In a Dec. 18 column, Alan Caron damns trade with faint praise and contributes to the misunderstanding about its effects on jobs and the economy.

He claims that “freewheeling” trade deals have favored big companies, and that global trade has “enriched Wall Street beyond its wildest dreams.” This may sound good to Bernie Sanders’ fans, but it’s also wrong.

The great beneficiaries of trade aren’t big companies or Wall Street. They are all the American consumers who have a much broader choice of products at lower prices than would otherwise be the case.

And American producers, large and small, who incorporate foreign inputs make their products less expensive and sometimes superior in quality. These benefits are so ingrained in the economy that they are often taken for granted.

For protectionists, trade is always about job losses.

Mr. Caron’s contention that trade has put “millions of Americans out of work” is misleading at best. It is important to know that over the past 30 years, manufacturing output in the U.S. has risen 85 percent while manufacturing employment has declined 17 percent.

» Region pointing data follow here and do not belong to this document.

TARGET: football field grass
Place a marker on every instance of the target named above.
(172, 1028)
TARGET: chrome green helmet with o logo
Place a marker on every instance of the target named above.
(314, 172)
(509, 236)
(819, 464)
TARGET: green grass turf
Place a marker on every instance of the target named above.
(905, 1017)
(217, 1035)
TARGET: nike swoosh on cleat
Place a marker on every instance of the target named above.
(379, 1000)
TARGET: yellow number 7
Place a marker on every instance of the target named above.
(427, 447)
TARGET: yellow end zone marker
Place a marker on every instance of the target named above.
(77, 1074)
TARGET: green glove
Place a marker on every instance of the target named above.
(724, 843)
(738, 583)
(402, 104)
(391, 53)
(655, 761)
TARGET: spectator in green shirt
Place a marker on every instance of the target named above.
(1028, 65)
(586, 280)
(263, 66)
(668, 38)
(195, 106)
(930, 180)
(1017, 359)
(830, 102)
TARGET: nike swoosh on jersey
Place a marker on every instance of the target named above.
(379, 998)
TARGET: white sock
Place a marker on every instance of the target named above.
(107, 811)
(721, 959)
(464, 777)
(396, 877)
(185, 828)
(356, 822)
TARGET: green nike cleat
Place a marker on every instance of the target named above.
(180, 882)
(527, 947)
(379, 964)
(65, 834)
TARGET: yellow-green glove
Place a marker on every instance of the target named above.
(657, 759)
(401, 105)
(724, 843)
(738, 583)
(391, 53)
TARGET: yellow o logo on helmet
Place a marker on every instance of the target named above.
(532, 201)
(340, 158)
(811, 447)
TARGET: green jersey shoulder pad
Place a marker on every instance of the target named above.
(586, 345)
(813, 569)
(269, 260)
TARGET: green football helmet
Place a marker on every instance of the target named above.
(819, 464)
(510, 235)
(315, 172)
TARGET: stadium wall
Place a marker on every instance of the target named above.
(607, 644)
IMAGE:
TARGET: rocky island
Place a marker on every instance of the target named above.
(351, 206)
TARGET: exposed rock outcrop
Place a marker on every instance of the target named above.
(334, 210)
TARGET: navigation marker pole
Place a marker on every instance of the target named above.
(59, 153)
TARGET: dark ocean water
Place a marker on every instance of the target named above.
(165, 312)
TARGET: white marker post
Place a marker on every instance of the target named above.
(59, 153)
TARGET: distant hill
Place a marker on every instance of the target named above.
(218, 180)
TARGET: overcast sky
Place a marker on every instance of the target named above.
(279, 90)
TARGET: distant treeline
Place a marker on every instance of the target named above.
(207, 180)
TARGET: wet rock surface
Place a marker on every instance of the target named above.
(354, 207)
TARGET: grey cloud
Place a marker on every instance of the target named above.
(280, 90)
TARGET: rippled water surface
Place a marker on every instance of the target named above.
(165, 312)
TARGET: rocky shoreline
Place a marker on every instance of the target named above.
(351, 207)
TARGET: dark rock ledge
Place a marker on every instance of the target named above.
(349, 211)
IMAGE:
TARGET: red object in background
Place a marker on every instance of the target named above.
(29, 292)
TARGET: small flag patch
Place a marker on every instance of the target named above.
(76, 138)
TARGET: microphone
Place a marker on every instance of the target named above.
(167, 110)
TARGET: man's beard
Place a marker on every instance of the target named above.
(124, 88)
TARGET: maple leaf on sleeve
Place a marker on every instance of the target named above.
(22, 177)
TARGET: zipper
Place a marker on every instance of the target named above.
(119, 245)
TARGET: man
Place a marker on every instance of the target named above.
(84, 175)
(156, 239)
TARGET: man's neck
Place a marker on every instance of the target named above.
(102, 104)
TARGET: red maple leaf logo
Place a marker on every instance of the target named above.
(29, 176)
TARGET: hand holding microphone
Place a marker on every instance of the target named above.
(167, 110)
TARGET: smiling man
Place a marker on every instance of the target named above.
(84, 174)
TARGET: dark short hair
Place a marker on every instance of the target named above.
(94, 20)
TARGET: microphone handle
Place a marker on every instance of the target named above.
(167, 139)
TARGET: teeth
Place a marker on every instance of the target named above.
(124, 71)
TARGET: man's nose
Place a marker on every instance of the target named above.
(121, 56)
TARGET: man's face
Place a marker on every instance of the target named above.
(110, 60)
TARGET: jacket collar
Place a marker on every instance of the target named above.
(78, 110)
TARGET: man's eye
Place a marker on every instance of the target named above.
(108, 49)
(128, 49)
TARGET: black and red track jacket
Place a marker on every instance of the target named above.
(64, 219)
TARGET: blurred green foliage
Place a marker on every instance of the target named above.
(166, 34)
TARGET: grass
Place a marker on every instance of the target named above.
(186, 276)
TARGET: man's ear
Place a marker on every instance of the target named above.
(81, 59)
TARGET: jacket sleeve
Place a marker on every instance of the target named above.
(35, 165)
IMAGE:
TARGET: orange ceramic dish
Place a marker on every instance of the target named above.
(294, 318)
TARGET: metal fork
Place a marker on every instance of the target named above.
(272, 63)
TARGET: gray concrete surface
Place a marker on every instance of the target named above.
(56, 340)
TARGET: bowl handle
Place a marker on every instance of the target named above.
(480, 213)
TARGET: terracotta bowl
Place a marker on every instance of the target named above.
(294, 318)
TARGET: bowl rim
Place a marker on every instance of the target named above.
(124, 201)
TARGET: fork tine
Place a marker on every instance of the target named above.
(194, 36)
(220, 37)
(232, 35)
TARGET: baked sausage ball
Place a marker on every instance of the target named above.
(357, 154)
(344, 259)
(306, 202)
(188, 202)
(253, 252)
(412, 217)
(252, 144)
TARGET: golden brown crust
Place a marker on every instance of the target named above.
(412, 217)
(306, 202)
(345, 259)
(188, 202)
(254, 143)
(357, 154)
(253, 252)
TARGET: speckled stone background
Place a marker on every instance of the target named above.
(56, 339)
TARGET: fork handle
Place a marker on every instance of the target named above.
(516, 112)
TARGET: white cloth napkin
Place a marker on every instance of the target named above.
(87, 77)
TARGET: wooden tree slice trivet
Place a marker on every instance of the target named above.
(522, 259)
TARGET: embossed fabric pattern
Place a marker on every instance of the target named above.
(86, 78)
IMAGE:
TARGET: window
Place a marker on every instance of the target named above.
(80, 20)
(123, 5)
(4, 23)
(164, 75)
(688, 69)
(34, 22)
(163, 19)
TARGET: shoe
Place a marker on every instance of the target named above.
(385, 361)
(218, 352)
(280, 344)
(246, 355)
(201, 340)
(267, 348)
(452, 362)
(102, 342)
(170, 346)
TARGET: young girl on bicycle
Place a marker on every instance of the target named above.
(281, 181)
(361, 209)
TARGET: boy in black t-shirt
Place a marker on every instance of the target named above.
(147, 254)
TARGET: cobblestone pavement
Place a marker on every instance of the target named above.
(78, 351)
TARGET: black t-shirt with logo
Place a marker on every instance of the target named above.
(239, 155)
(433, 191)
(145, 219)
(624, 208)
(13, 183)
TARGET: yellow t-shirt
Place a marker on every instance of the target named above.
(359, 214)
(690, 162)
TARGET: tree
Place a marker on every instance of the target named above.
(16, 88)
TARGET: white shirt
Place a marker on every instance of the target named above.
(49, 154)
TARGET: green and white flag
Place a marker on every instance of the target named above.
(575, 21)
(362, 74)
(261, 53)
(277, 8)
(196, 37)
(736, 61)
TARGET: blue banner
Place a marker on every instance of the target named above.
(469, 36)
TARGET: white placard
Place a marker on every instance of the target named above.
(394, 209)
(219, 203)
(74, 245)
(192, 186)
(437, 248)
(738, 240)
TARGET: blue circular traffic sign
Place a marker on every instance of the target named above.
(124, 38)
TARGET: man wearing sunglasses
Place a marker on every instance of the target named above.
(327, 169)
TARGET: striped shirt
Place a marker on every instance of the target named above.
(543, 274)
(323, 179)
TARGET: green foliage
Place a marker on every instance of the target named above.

Some of these losses can be attributed to trade competition, but they are a small fraction of the losses caused by technological advances, especially automation, and productivity gains. Tearing up trade agreements and otherwise restricting trade to prevent job losses would be like bulldozing the house because it has a leaky faucet.

Mr. Caron needs to define what he means by “fair” trade; otherwise, the term is meaningless. In the meantime, the free trade he disparages is responsible for higher living standards in the U.S. and expanding prosperity around the world.